Financially stressed homeowners looking for loan modifications may be getting some help from the Obama administration. With second mortgages and “piggyback” financing have been among the biggest impediments to many mortgage modifications, a plan outlined last week promises cash incentives through the Treasury Department to subsidize lenders who lower troubled home owners' monthly payments on second mortgages and credit lines.
This is an important development, since the real estate feeding-frenzy years resulted in lots of piggyback plans that permitted cash-strapped homebuyers who couldn't afford down payments and closing costs to buy houses by using a second loan to make up the difference.
The Obama second lien modification program has morphed from the $50 billion program outlined in February (dealing with first mortgage loans only) to this one, where it will now deal with both first and second loan financing to alter the payment terms of an estimated three to four million distressed mortgages heading for foreclosure.
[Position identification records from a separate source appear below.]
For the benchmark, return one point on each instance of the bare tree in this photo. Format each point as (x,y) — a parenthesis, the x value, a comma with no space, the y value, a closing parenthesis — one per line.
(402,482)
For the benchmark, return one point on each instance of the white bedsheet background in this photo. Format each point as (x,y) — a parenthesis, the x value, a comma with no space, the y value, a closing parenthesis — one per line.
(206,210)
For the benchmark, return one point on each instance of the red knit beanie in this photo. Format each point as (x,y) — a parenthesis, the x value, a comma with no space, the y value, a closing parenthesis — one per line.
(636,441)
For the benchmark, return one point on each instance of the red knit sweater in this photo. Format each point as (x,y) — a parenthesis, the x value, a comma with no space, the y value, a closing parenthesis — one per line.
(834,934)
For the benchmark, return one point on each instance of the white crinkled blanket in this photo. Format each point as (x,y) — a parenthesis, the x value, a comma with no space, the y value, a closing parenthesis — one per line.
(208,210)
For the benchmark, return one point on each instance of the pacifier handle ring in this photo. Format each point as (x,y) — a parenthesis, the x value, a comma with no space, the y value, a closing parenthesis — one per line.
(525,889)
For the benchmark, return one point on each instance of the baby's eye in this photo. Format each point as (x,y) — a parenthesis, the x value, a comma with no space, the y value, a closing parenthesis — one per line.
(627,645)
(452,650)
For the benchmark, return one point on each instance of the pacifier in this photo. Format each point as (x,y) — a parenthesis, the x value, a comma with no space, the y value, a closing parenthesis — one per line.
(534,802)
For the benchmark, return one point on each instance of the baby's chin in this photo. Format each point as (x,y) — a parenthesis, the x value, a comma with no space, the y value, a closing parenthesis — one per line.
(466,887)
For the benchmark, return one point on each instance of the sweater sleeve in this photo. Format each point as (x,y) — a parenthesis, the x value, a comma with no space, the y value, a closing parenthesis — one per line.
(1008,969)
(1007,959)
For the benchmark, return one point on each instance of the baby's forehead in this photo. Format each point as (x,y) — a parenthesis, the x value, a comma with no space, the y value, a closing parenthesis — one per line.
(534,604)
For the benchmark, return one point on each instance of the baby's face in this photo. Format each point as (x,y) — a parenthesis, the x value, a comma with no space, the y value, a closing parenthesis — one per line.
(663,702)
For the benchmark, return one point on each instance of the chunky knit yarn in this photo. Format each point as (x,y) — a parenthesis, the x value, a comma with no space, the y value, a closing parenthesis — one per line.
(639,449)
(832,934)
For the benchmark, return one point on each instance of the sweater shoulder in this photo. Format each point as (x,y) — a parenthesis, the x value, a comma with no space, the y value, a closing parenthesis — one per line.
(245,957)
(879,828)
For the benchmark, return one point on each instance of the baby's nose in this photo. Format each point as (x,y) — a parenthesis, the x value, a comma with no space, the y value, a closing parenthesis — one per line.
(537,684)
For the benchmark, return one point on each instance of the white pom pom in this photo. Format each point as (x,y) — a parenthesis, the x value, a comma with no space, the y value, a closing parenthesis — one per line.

In order to accomplish this, the Treasury will enter into agreements with second lien holders to reduce interest rates to just one percent on fully-amortizing seconds and to two percent for interest-only seconds, for the next five years. They will incentivize cooperating lenders $500 for each second lien they modify, plus $250 a year for each year the homeowners stay current on payments. They may also be offered a lump-sum cash payment from the government to cancel the second-lien debt altogether.